He married, in 1849, Sina Shore, daughter of Simon Shore, of Fairmont, a blacksmith. Sina Shore's mother was a Fox and her grandmother was a Hutchinson, of Virginia. Children by this union: Curtis P., mentioned below; Flora, wife of Joseph Stark, of Weston. Mrs. Sina (Shore) Hale died in 1856 and was buried in the Weston cemetery. Mr. Hale married (second) Eliza Butcher, of Lewis county. The issue by this marriage was one son, Thomas W. Hale, of Indianapolis, Indiana. Mrs. Eliza (Butcher) Hale died in Weston in 1904. Mr.

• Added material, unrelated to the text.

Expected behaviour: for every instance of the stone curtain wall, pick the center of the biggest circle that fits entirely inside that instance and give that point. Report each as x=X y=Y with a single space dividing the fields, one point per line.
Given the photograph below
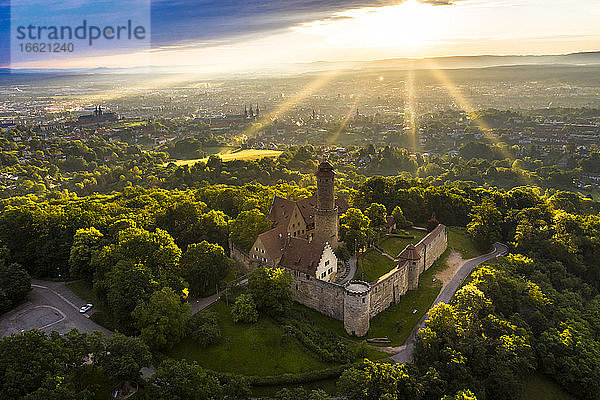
x=432 y=246
x=325 y=297
x=388 y=289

Hale has for many years conducted a meat market on First and Main streets, Weston, which he still operates. He retains all of his faculties and enjoys excellent health, which he attributes to never having dissipated or used liquor or tobacco. He is regarded in Weston as the "Grand Old Man."
(IV) Curtis P., son of Presley M. and Sina (Shore) Hale, was born July 7, 1854. He now resides in Florida, where he is engaged in the fruit business. Politically he is a Democrat. He married Mar- garet Tierney and had children : Roy R, mentioned below; Presley E., Mary, Eugenia, John T., Marguerite, Josephine, Matthew.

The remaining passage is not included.